Jason blinked once, twice, and joined the laughter as he grasped Jazz's face with one hand, squishing her cheeks.
"You are weird."
"And I'm right. You weren't as funny." Her words were almost incomprehensible since she couldn't move her jaw.
"What are you talking about? I'm hilarious." He leaned in, pulling her towards him so their faces were very close. His smile wasn't kind but the corner of his lip twitched with amusement. "You love my death puns."
Jazz rolled her eyes. "I've heard every death joke under the Sun. You are not special." She said as best as she could articulate.
Everyone saw the young man's eyes travel down her face to her lips, and what was once a tense silence became charged with the obvious attraction between the couple. If there was ever a doubt they cared for each other, it was gone now.
But instead of kissing, he let her go and leaned back to his lounging position. Jazz chuckled and let her body fall so she could let her head rest on his shoulder. She picked up the picture, admired it for a few seconds and gave it back to Dick to put it with the others in the pile.
"Thanks for showing me these," she gestured at the album. Whatever else she was going to say was drowned by a big yawn she hid behind her hand.
"I think—"
"You guys could stay the night." Bruce interrupted Jason. He smiled nervously. "I mean, it's late and," he vaguely gestured towards Jazz's bandaged foot. "Alfred could give you a lift tomorrow."
It was easy to see through the attempt, even for those that knew Bruce the least.
"Everything is as you left it. Your room—"
"Are you fucking serious?"
"Or I can prepare a guest room immediately." Alfred manifested out of thin air, having left during the picture time to tend to his duties.
Jazz looked up at her boyfriend's face, worried. She picked his hand but stayed leaning on his side, maybe hoping her weight kept him grounded. Jason was very tense, and she could feel his breaths grow quicker and shallow.
"You can show me your room another day." She muttered, unsure if it was the correct thing to say.
He looked down at her eyes, searching for something. Exactly what he wanted, she didn't know; but Jazz held his gaze with determination, letting him know she would follow his lead with whatever option he chose. If he really didn't want to stay, she was fine with riding back to their apartment with her injured foot.
Jason clicked his tongue and breathed deeply once. "My old room is fine. Just for tonight."
Goodbyes were brief and hasty, the mood ruined after the uncomfortable exchange. Tim left with Bernard and Stephanie, since the couple was giving her a ride home, and Dick decided to stay the night as well. Duke made a tactical escape to his room with barely saying good night. Cass disappeared for a moment and came back wearing her pajamas, picking up Jazz' bag and discarded shoe to bring back to Jason's old room, leaving a spare pajama set for Jazz on the bed by Alfred's orders.

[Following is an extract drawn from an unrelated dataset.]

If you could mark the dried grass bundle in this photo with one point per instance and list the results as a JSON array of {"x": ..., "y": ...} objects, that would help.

Bruce watched all happen from his loveseat with a worried face. He glanced at Damian as he passed by with Titus behind him, both coming back from the dog's last walk of the day.
"They are staying the night?" His son asked when he approached, watching Jason pick up the young woman in his arms.
The older man smiled at her blushed face and embarrassed antics at being carried like a princess. "It seems so."
Damian considered the situation and nodded, his thoughts concealed. Bruce was positive his youngest's opinion of the new addition to the family changed during the evening; but he didn't know how Damian felt regarding having Jason back. His son didn't deal well with change, even less when it was regarding family dynamics, and he was worried about the whole situation.
For the moment everything seemed okay — Damian nodded again and went upstairs to his room without asking anything else.
And so, Bruce was left alone with Alfred.
"I like her."
The butler hummed at his master's words. "Shall I prepare a new suit, Master Bruce?"
That finally made the man laugh. "She's not a vigilante, Alfred." He said when he calmed down. "I wouldn't drag her deeper into this life than she already is."
Alfred gave Bruce a look, lifting one thin eyebrow, like he knew better but was biting his tongue.